Medical causes of death which are most common in cases of SBS are subdural bleeding (bleeding beneath the top layer of the brain), retinal haemorrhaging (bleeding behind the eyes) and axonal injury (shearing or severing the brain's nerve fibres).
Q: Why is it contentious?
The main logic behind shaken baby syndrome is that for a baby to sustain these type of injury, he or she must have been shaken with such considerable force that the injuries must be the result of violence.
However, research published in the past four years has suggested that some of these injuries, such as subdural haematoma, could instead be the result of a lack of oxygen resulting from a much less severe trauma, or possibly no trauma at all.
The most prominent proponents of this school of thought are Professor Helen Whitwell, head of forensic pathology at the University of Sheffield, and Dr Jennian Geddes, consultant neuropathologist at the Royal London Hospital.
This research has not been accepted as definitive by the medical community and there has been some strong criticism of the researchers' methods, but it has been sufficiently influential to raise doubts about convictions involving judgements of SBS.
Q: How are SBS cases related to sudden infant death cases?

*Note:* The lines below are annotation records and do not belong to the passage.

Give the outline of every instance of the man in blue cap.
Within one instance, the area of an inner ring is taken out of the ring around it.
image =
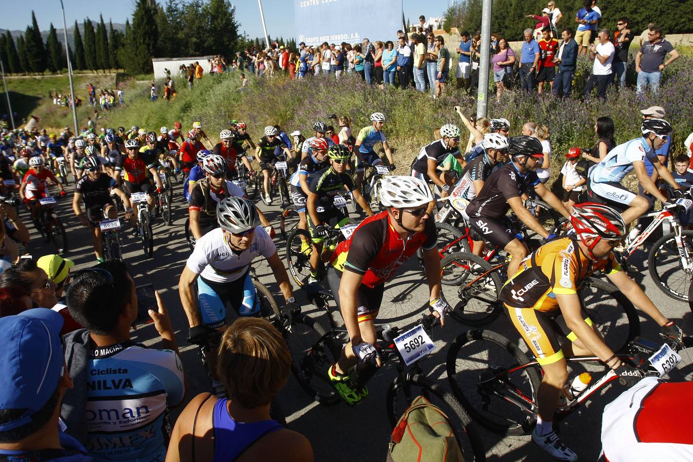
[[[45,308],[0,318],[0,459],[86,462],[94,459],[59,429],[60,402],[72,380],[65,368],[62,317]]]

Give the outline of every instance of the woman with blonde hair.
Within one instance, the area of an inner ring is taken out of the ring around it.
[[[229,398],[203,393],[193,398],[176,422],[166,461],[312,461],[308,439],[270,416],[290,370],[286,341],[272,324],[236,319],[224,332],[217,363]]]
[[[539,181],[545,184],[551,177],[551,141],[549,137],[551,134],[549,132],[549,127],[543,123],[540,123],[535,129],[534,136],[541,141],[542,151],[544,153],[544,160],[541,166],[536,166],[536,176],[539,177]]]

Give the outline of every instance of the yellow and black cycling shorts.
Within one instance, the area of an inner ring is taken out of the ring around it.
[[[563,359],[559,335],[570,341],[577,339],[577,336],[566,326],[560,310],[545,312],[504,305],[513,326],[541,365],[551,364]],[[593,325],[592,320],[584,312],[583,319],[588,326]]]

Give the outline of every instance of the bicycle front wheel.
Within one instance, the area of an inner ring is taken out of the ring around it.
[[[441,290],[456,321],[479,326],[498,317],[502,282],[489,262],[473,254],[455,252],[444,258],[440,267]]]
[[[439,407],[455,429],[455,438],[464,461],[486,460],[481,436],[469,414],[453,393],[432,384],[421,374],[407,375],[404,380],[395,379],[387,389],[385,405],[390,425],[394,428],[399,418],[417,396],[423,396]]]
[[[693,231],[683,231],[681,240],[690,265],[693,260]],[[648,260],[650,276],[657,287],[672,299],[688,301],[693,271],[683,267],[674,233],[663,236],[654,243]]]
[[[289,234],[298,226],[300,217],[295,205],[290,205],[281,213],[281,237],[284,240],[286,240]]]
[[[615,352],[624,350],[640,335],[640,320],[635,307],[615,286],[590,278],[578,290],[583,308],[604,341]]]
[[[305,229],[297,228],[286,240],[286,266],[299,287],[310,276],[310,235]]]
[[[539,367],[490,330],[459,335],[448,350],[448,381],[472,417],[500,435],[529,434],[536,422]]]
[[[65,232],[65,226],[58,217],[51,217],[51,220],[53,222],[51,225],[51,240],[58,247],[58,253],[64,254],[67,251],[67,233]]]
[[[334,341],[331,335],[322,324],[305,315],[295,317],[291,330],[285,332],[294,377],[308,396],[322,405],[331,405],[342,398],[327,375],[340,353],[330,346]]]

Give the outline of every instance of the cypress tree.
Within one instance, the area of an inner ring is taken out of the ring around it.
[[[58,32],[51,23],[51,30],[46,41],[46,48],[48,50],[48,69],[51,72],[60,72],[65,66],[62,55],[62,47],[58,39]]]
[[[80,33],[80,28],[75,21],[75,28],[73,31],[75,43],[75,59],[72,60],[72,66],[76,69],[84,71],[87,69],[86,61],[85,60],[85,46],[82,42],[82,34]]]
[[[24,72],[25,74],[29,72],[29,64],[26,60],[26,55],[24,54],[24,48],[26,46],[24,44],[24,37],[19,35],[17,39],[17,53],[19,56],[19,72]]]
[[[99,15],[99,17],[100,20],[96,26],[96,64],[105,72],[111,66],[108,58],[108,35],[106,25],[103,24],[103,15]]]
[[[96,33],[94,30],[94,24],[88,17],[84,21],[85,31],[85,64],[87,69],[96,71],[98,68],[96,64]]]
[[[27,26],[24,33],[24,55],[28,69],[36,73],[43,73],[46,70],[46,48],[43,39],[41,38],[41,30],[36,22],[36,15],[31,12],[31,26]]]
[[[19,55],[15,46],[15,39],[9,30],[5,33],[5,48],[7,52],[7,66],[9,69],[8,72],[12,73],[20,72]]]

In some ways these two sets of cases are quite different: in SIDs cases the cause of death is often unclear or unknown whereas in SBS cases the medical cause of death is known.
But the two phenomena are linked by an increasing medical controversy about the identification of the cause of the baby's injuries.
Q: What has led to the review of cases?
In January 2004, the attorney general ordered a review of all cases in the past 10 years which had involved convictions for killing infants aged under two.
The move followed the overturning of Angela Cannings' convictions for killing her two sons. Her case involved sudden infant death, not shaken baby syndrome.
The Cannings case was one of several which raised concerns that many parents convicted of killing their children were victims of miscarriages of justice.
Mrs Cannings was cleared after judges ruled that no-one should be prosecuted solely on the basis of medical opinion which was disputed between experts.
Of the 297 baby death cases reviewed, in 88 cases the cause of death was attributed to so-called baby death syndrome and these have been undergoing a separate review since July 2005.
This review was delayed pending a Court of Appeal judgement on four test cases. The court quashed two convictions, reduced one and dismissed a fourth appeal. It said not all shaken baby convictions were unsafe.
Q: What will happen to the cases to be re-examined?
These cases will be sent directly to the Criminal Cases Review Commission and then on to the Court of Appeal.
The Court of Appeal will consider whether the defendants convictions will be quashed.